Mon. Jan 24th, 2022

Jeffrey Feltman leaves the post after less than a year amid unrest in Sudan and Ethiopia.

U.S. Special Envoy for the Horn of Africa Jeffrey Feltman will resign the role “in the coming days” after a year marked by deadly crises in Ethiopia and Sudan.

Feltman plans to leave his post shortly after his current visit to Ethiopia, where more than a year of war in the country’s Tigray Region killed an estimated tens of thousands of people.
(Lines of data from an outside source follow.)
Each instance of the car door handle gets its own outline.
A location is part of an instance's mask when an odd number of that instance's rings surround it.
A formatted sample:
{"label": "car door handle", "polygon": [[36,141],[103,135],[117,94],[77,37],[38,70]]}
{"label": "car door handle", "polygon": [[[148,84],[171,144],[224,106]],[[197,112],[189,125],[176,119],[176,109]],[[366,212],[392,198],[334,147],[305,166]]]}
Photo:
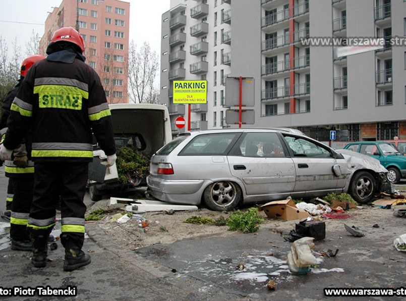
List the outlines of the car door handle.
{"label": "car door handle", "polygon": [[244,170],[247,169],[245,165],[234,165],[234,170]]}

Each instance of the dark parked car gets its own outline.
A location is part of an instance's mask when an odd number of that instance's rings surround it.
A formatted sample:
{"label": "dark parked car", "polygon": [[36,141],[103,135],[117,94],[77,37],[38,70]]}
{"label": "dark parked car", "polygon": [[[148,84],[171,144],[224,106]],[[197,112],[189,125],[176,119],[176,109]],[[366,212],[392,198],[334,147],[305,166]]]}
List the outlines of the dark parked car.
{"label": "dark parked car", "polygon": [[344,147],[374,158],[388,170],[388,180],[398,183],[406,177],[406,156],[389,142],[365,141],[351,142]]}
{"label": "dark parked car", "polygon": [[365,203],[387,171],[379,161],[334,150],[291,129],[192,132],[151,160],[149,193],[158,199],[230,210],[240,202],[311,198],[348,192]]}

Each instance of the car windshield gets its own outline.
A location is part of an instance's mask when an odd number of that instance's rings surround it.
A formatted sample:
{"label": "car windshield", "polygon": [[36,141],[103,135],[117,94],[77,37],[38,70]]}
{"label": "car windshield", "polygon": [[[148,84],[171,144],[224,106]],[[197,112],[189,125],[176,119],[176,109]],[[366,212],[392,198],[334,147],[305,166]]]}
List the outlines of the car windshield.
{"label": "car windshield", "polygon": [[166,155],[170,154],[173,149],[179,145],[181,142],[187,138],[187,136],[181,136],[175,138],[173,140],[165,144],[160,149],[156,152],[156,155]]}
{"label": "car windshield", "polygon": [[381,149],[381,150],[382,151],[384,155],[400,154],[396,147],[391,143],[379,143],[379,148]]}

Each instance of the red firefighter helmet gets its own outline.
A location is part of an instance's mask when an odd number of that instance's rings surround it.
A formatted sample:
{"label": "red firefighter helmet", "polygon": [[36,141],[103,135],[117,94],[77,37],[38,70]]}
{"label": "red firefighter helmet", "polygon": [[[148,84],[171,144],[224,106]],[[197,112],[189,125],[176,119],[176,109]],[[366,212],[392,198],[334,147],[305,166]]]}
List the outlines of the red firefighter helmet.
{"label": "red firefighter helmet", "polygon": [[82,50],[82,53],[85,51],[85,46],[83,44],[83,39],[82,38],[82,36],[72,27],[61,27],[54,32],[51,42],[57,42],[58,41],[71,42],[79,46]]}
{"label": "red firefighter helmet", "polygon": [[27,71],[28,71],[28,69],[29,69],[31,67],[34,65],[34,63],[35,63],[35,62],[40,60],[43,60],[44,59],[45,59],[45,57],[41,56],[41,55],[34,55],[33,56],[30,56],[25,60],[23,61],[23,63],[21,64],[21,69],[20,71],[20,74],[23,76],[25,76],[25,75],[27,74]]}

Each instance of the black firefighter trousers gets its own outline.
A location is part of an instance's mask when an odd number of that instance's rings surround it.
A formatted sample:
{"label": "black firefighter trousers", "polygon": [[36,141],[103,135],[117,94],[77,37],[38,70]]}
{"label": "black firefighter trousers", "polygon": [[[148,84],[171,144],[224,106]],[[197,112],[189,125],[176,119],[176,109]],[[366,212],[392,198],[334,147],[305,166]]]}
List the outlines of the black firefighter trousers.
{"label": "black firefighter trousers", "polygon": [[35,162],[34,169],[34,196],[27,226],[31,235],[45,233],[46,236],[50,233],[60,197],[61,239],[81,249],[84,241],[86,207],[83,197],[88,163]]}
The US diplomat met with Ethiopian Prime Minister Abiy Ahmed on Thursday, the State Department said.

David Satterfield, the outgoing US ambassador to Turkey, will take over the role, US Secretary of State Antony Blinken said in a statement on Thursday.

Blinken said the department intended Feltman’s appointment as special envoy would be less than a year, adding that he would continue to serve in an advisory role.

Satterfield, a veteran of the U.S. Foreign Service with more than four decades of experience, held a challenging position as U.S. ambassador to Turkey, where he handled a strained bilateral relationship between the two NATO allies.

Turkey’s increasing drone exports, most recently to Ethiopia, will be a common thread in Satterfield’s old and new roles. In December, Washington raised the issue of sales of armed drones to Ethiopia with Turkey. Sources said there was growing evidence that the government had used Turkish weapons against rebel fighters.

“Ambassador Satterfield’s decades of diplomatic experience and work amidst some of the world’s most challenging conflicts will be instrumental in our sustained effort to promote a peaceful and prosperous Horn of Africa and to advance American interests in this strategic region. promoted, “Blinken said.

Feltman, a veteran U.S. diplomat, accepted the post in April and quickly found himself in the midst of two major crises – Ethiopia’s escalating civil war between forces loyal to the Tigray People’s Liberation Front (TPLF) and Prime Minister Abiy Ahmed’s army, as well as a military coup in Sudan in October.

Ethiopian authorities have repeatedly assured him and others that they would seek a peaceful solution to the country’s crisis, even if conditions worsened.

And on the eve of last year’s coup in Sudan, military officials told Feltman during meetings in Khartoum that they had no plans to remove the prime minister by force. Three hours after leaving Sudan, Feltman learned of the coup.

The US announcement came on the heels of one by China saying it would appoint special envoy to promote peace in the turbulent Horn of Africa and wants to shift focus to the mainland to trade infrastructure.

Chinese Foreign Minister Wang Yi made the remarks in Kenya, which has been active since late 2020 in diplomatic efforts to stop war in Ethiopia between the TPLF and Prime Minister Abiy Ahmed’s federal government.

He also visited Eritrea, which borders the northern Tigray region and was an ally of Abiy in a conflict that killed thousands of people, uprooted hundreds of thousands and spread hunger.

“To share political consensus and to coordinate actions, China will appoint a special envoy of the Chinese Foreign Ministry for the Horn of Africa,” Wang said via an interpreter at a news conference in the port city of Mombasa.